The alliance, which comprises fixed satellite service providers Intelsat, SES, Eutelsat and Telesat--says it will strike secondary market deals for the spectrum within three years of an FCC decision.
Broadcast and cable operators use the satellite spectrum to get networks from programmers to their cable systems and stations and they want to make sure that any repurposing or moving does not create interference and that if they do have to move, they are compensated for their trouble.
According to a filing with the FCC Wednesday (April 3), the alliance has come up with a schedule of "transition-related expenses that satellite operators will either pay directly on behalf of their customers and the antenna operators, or for which they will reimburse their customers or the antenna operators."
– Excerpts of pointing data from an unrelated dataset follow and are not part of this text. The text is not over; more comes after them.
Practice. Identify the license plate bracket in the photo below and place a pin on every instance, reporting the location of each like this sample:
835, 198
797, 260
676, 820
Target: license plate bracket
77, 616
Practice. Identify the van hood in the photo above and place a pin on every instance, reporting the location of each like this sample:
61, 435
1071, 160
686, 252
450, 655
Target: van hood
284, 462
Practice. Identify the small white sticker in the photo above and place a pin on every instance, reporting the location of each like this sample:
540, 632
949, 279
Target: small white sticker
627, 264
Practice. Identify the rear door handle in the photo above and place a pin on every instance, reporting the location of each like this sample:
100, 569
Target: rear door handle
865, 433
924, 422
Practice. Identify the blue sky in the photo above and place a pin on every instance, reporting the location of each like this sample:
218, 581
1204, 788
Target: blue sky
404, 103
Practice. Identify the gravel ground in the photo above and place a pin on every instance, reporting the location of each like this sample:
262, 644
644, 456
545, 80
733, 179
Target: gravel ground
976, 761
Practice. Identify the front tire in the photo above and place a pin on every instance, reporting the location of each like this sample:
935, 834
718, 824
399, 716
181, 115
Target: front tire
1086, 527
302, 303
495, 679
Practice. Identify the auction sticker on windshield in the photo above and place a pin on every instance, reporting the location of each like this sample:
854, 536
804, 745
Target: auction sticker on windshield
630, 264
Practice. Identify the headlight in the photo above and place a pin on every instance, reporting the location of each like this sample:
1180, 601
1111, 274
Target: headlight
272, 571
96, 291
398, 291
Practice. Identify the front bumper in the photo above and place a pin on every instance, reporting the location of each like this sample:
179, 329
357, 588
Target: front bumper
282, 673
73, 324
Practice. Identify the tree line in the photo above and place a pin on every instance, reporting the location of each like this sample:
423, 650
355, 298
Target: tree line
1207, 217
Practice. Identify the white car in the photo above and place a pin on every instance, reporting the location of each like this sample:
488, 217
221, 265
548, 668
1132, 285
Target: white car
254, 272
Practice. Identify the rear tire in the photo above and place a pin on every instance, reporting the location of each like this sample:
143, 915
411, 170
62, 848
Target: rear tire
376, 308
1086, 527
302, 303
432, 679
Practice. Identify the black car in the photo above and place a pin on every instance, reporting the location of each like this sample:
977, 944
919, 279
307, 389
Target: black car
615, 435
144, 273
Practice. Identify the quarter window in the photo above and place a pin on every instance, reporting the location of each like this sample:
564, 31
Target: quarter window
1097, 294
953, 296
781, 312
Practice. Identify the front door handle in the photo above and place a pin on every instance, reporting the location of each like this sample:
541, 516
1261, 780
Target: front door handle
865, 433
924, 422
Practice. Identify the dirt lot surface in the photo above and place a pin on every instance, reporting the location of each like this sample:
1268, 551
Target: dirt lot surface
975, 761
The money will cover moving cable operators and broadcasters to higher frequencies--for the latter sort of like the broadcast incentive auction--or to change satellites from the one they currently get their content feeds, which means they will have to re-tune their receiver antennas.
If new antennas are needed, they will be provided by the satellite operator.
The extra 20% in escrow could help avoid the FCC's issues with the post-broadcast incentive auction repack, which ran short of repack money and had to go back to Congress.
The FCC voted unanimously back in July to find ways to open up the C-band spectrum (3.7-4.2 GHz)--either all of the proposed 500 MHz or some portion of it--for terrestrial wireless use.
Those ways could include an incentive or capacity auction, a market mechanism where incumbents voluntarily strike deals to reduce their footprint, or some other means.